This is a copy of an email received by the Manadeel Waraq campaign for the defense of street children:
“Dear all, Today the hospital admitted a 3-year-old girl. Her mother and father brought her to the hospital saying she had fallen from the second floor. Upon examination, the physician issued a report with the following: ‘Both arms broken, concussion, cigarette burns all over the body, second-degree burns caused by an iron on both legs, deformities in the body where she had been bitten.’ We called the police and the parents were arrested.”
The simple string of words made me cry while translating this brief report for my article. The report is so cold in its lack of emotion — even factualness and rawness. But it had to be, because words cannot ever capture the feelings of the person who went to see this girl and wrote to us, reaching out for help.
Can words ever represent the fear, pain, cruelty and injustice that this 3-year-old girl suffered, is suffering and will continue to suffer? Damn words for being so limiting, damn the girl’s parents for their cruelty, and damn life for making them so heartless.
This email was sent to us, a group of individuals based around the world, who can do nothing but coordinate help.
Although we advocate real social change in disenfranchised children’s lives, we work on the premise that we will save one child at a time. But what’s left to save here?
We are a group of individuals working against a system bent on the victimization of children, a government whose every attempt to talk about children oppresses them further and a homeland whose children aren’t, and have never been, its priority.
As much as I possibly can, I try to write my articles without emotion, without coercing my readers to feel a certain way, and definitely without trying to portray a child simply as a victim, but as an agent who is capable of change, and of influencing his or her own world. This is what I teach; this is what the new sociology of childhood is all about.
But this 3-year-old girl? How can I not ask you, dear reader, to cry with me? How can I not ask you whose victim she is?
I managed to enlist the help of one my heroes: Dr. Hany Hammam, a reconstructive cosmetic surgeon who performed a rape scar surgery for one of my girls. He said he would take care of this little girl.
Manadeel Waraq’s Amira Qotb also enlisted the help of the head of the Coalition for Children’s Rights in Egypt for the legal side of the case. Emails go back and forth proposing ideas about the shelter to which we could temporarily move the child. But then what?
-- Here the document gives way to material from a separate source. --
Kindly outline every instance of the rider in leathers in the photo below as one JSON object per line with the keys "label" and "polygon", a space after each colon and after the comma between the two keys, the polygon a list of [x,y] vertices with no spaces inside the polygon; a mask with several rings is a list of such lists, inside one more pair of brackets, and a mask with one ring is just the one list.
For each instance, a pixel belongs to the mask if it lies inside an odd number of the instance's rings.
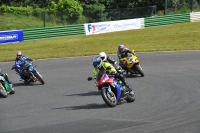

If this little girl miraculously gets better, she will need two things that probably will not be available to her: psychological help, and shelter or alternative care. Perhaps with the amazing Twitter responses I got to my call for help, we’ll find the former.
But what about the latter? There are only two types of alternative child care systems in Egypt: orphanages for biological orphans and street children shelters for social orphans.
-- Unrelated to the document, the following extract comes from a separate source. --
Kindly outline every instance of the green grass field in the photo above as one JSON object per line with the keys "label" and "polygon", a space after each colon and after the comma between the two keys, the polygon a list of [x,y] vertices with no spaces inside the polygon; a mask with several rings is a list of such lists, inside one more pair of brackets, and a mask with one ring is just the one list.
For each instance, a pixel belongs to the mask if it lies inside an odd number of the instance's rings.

So what about abused children? What about foster care, kinship, adoption?
There is nowhere for this little girl to go if she gets better. Our Manadeel Waraq initiative cannot deal with this alone. And we cannot possibly continue working on a case-by-case basis.
We as a society must get together to be part of a deep effort to change the lot of children who suffer familial abuse — all of us.
This is what we need to do: We must admit that familial abuse — torture, incest and gendered violence — happens. We need to change the deep-rooted idea that children somehow “belong” to their parents, so that it is not society’s role to interfere on their behalf if they are threatened. And we must campaign for a foster-care system that is well-planned, structured and monitored.
If you think what I am calling for is unrealistic, please let me remind you that in 1988 it took just one Englishman, Richard Hemsley, to set up the first shelter for Egypt’s street children, after he learned that nursing homes and orphanages were the only forms of alternative care available in our country.
We need to be progressive. It will only take a few of us to look around and see the truth: that perhaps with a monitored foster-care system, we cannot only get appropriate shelter for our 3-year-old girl once she’s better, but a whole system that provides an alternative for other abused children.
Let’s keep the conversation going. Don’t think you cannot help. You can, we all can and we all have to.
It’s just a coincidence that it wasn’t you, as a baby, who was burnt and bitten. We each have a responsibility we can no longer ignore.
It seems that even a 3-year-old girl can be an agent for change, if only we let her be.
Nelly Ali is a human geographer doing her PhD at Birkbeck College, University of London. She works with street girls and young street mothers in Cairo.